Hi, all. I hope you had an easy fast this week and are having a great summer so far. I’ve been busy planning a trip with a friend, and I’m so excited but I also have to admit that I can’t wait to be home, safe and sound! (Nerves). In the meantime, I’ve been listening to audiobooks, painting a (very simple) abstract, and tutoring on the side.
Marriage is on the brain…has anyone else found it anxiety-provoking to be told to “use your time now!” to prepare for marriage? To “work on your middos” and “know that everybody has challenges” and “no marriage is perfect” so you want to “be prepared!”? I always wished for some kind of breakdown of actual, list-able skills or qualities to develop, and how. Like don’t leave me to figure this out on my own! What if I don’t get it right? Some direction, please. (I’m realizing that I definitely seek out scientific conceptions of relationships).
Well…over the years since seminary I’ve gathered some (obviously theoretical) knowledge and insight from books, workshops, mentors, observation, and inner work. What I’ve realized is that as much as it’s nice to want to build skills for a better marriage, your marriage is only going to be as healthy and invigorating as your relationships with yourself and others.
As a single adult, you have the advantage of capitalizing on your time and resources to invest in yourself in ways that will only improve your present life and your future marriage. Singlehood is an exciting time to strengthen yourself emotionally and spiritually for whatever life brings your way. So, here are some of my thoughts on the matter, and please can you share yours below?:
- Push yourself out of your comfort zone. Try to face down your fears and say yes to things you wouldn’t have before. You’ll meet all sorts of awesome people, expand your range of experiences, and develop self-confidence and independence. You’ll look at yourself in a year from now, whether single or married, and be proud of yourself for overcoming insecurities and grateful for the opportunities you didn’t pass up. You’ll be braver and more willing to take steps that help you in your life’s journey.
2. Get to know and meet your needs. It’s so hard when all you crave is someone in your life who will understand you, be there for you, and always know what to do to make things better. But as much as we all deeply want to be taken care of, owning your adulthood means knowing that you are responsible for meeting your own needs – material, emotional, and spiritual.
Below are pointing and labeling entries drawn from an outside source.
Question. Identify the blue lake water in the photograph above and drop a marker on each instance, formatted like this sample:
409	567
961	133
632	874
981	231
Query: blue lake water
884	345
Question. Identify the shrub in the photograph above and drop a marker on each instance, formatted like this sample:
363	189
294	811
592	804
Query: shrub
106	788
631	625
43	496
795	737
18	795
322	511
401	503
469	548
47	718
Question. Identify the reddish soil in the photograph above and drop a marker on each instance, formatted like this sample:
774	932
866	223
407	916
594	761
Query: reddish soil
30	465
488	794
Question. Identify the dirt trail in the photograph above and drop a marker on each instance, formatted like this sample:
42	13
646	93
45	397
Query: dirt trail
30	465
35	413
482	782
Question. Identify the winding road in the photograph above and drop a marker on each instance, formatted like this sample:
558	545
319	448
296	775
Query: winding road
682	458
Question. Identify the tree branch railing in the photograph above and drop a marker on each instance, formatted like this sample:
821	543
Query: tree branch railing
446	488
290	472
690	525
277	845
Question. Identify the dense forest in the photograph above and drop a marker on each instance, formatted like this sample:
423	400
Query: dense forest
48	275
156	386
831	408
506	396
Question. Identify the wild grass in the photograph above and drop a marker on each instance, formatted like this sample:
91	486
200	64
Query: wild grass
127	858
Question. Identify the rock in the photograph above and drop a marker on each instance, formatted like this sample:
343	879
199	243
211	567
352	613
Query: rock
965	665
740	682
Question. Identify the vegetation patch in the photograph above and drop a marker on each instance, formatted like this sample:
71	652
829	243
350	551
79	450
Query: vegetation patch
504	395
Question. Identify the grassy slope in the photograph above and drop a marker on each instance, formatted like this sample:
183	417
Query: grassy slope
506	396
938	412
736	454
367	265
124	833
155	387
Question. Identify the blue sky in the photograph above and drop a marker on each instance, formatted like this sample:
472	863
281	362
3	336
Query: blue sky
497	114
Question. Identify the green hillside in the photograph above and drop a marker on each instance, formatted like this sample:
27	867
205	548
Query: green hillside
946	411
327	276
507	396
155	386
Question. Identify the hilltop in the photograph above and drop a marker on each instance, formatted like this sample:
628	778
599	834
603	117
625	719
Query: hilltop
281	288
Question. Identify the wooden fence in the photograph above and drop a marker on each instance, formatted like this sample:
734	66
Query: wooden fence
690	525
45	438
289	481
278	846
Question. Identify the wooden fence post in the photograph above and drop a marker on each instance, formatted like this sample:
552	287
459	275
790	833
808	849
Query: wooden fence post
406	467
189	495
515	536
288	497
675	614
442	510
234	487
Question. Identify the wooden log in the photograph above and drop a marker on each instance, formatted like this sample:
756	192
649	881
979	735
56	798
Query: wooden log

Invest generously in yourself, whether that means pursuing a hobby, changing your eating patterns, jogging through the park, or taking yourself shopping. When you feel cared for, you have the space and energy with which to give to others – time, patience, a listening ear. Perl Abramovitz (I love her approach in general) suggests getting to know your own Love Language and finding ways to make sure it is spoken in your life. Self-care is key to maintaining a relationship in the long term. Know and understand that you are worthy of being nurtured. Along these lines…
3. Develop an independent life. What are your interests? What do you want to try? What do you want to learn about? Every relationship benefits from “away time,” whether spent alone or with friends. (And no one appreciates feeling solely responsible for someone else’s fulfillment or happiness). Pursuing what fulfills you and brings you joy will only enhance your relationships.
4. Strengthen and expand your network of friends. Connection to others is invigorating. Be open-minded and curious about what others have to offer. Go to places where you will meet new people. Join a shiur, exercise class, or chesed program. Try to connect with people who are different from you. Be open to making friends who are older or younger than you are. Relationships with others are enriching in so many ways. You will acquire respect for others’ needs that may be different from your own.
5. Find joy. Being single is hard and gets awfully lonely at times. You are definitely entitled to all your feelings and as I’ve mentioned before, it’s important to give space to the full gamut of emotions. However, getting stuck in negativity or despair is just plain misery. Just because something is your right, doesn’t make it pleasant or practical (or attractive). Be judicious about indulging your “right to stew.” Allowing yourself to savor the small things and thank Hashem for the gifts along the way is energizing. Gratitude leads to joy, and joy is beautiful.
6. Work to heal. Everyone struggles with triggers, unhelpful learned patterns, and difficult experiences. It’s hard to face pain, but know that every bit of time and expense you invest in yourself now in order to heal will be repaid one thousand fold in a marriage. The work is always worth it.
7. Live in the moment. Your life is valuable and worth enjoying as it is today. Know that you are loved in the place you are right now. Hashem has a plan for you, now and for your future. Take advantage of your life now and do your best.
What would you add? What have you learned? We’d love if you can share!